As many mainstream media outlets struggle with declining advertising revenues, an uncertain online business model and layoffs of full-time staff, student journalists have stepped in to fill the void, producing top-notch reporting and helping keep communities informed. Some student-run outlets are the only daily newspapers in their towns, like my alma mater The Michigan Daily, which this year is celebrating 130 years of continuous publication.

Also, as the number of online media sites has proliferated, many of those sites are hungry for stories, pictures and video—now called “content”—and the key providers are students and freelancers. And many freelancers are fresh graduates of journalism schools still looking for that elusive first staff job.

The entire media ecosystem has shifted. When I graduated from The Michigan Daily, after occasionally dropping in on a few classes at the University of Michigan, the typical path was to get an internship that hopefully led to a full-time staff job with all the perks and benefits. Some stayed at the same publication for many years, or decades. Others maybe had one, two or three job switches over a career. But that career trajectory is now about as common as a Detroit factory worker staying in the same assembly job for 40 years before retiring with a full pension

That new media ecosystem applies to Hong Kong. And that is why it was so disheartening to see the Hong Kong Police Force in September unilaterally impose new restrictions that will adversely affect student reporters and freelancers, who are the journalism heroes of the past 16 months of protests.

It was HKU Student Union’s Campus TV that captured the dramatic moment on October 1 last year when a protester became the first to be shot with a live police round. Freelancers and students were on the front lines to witness the stabbing of a police officer last July, the police beating and pepper spraying of commuters at Prince Edward MTR station on August 31 last year, and the July 27 police assault on protesters at Yuen Long. Last month, when police violently tackled a 12-year-old girl buying art supplies, a student journalist team was on the scene.

HKU Journalism joined with six other university and college journalism programmes in Hong Kong to denounce the restrictive new police policy, which amounts to a de facto registration system for reporters—something that Hong Kong, with its long free press tradition, has never had before.

The police claim this new policy—recognising only reporters registered with the government or “renowned” international media—is aimed at eliminating so-called “fake journalists,” who they allege, without any evidence, are obstructing their operations. But the police have no more ability or right to determine who is a “real” or “fake” journalist based on the government registration system than I have to decide who is a “real” or “fake” police officer who doesn’t display a warrant card.

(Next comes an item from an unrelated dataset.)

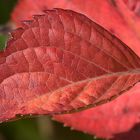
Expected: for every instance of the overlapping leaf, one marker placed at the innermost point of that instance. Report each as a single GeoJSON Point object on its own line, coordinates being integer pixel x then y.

In today’s media world, dominated by student reporters, freelancers and citizen journalists, anyone with a smartphone might be at the scene and has every right to record what’s happening. For example, we know that a white Minneapolis police officer knelt on George Floyd’s neck and killed him because concerned bystanders—acting in the moment as citizen journalists—recorded the scene and released the video to the media.

Police who behave professionally and responsibly, following their own guidelines and using minimum force when necessary, should welcome more media to record their actions. They should have nothing to fear from the media spotlight.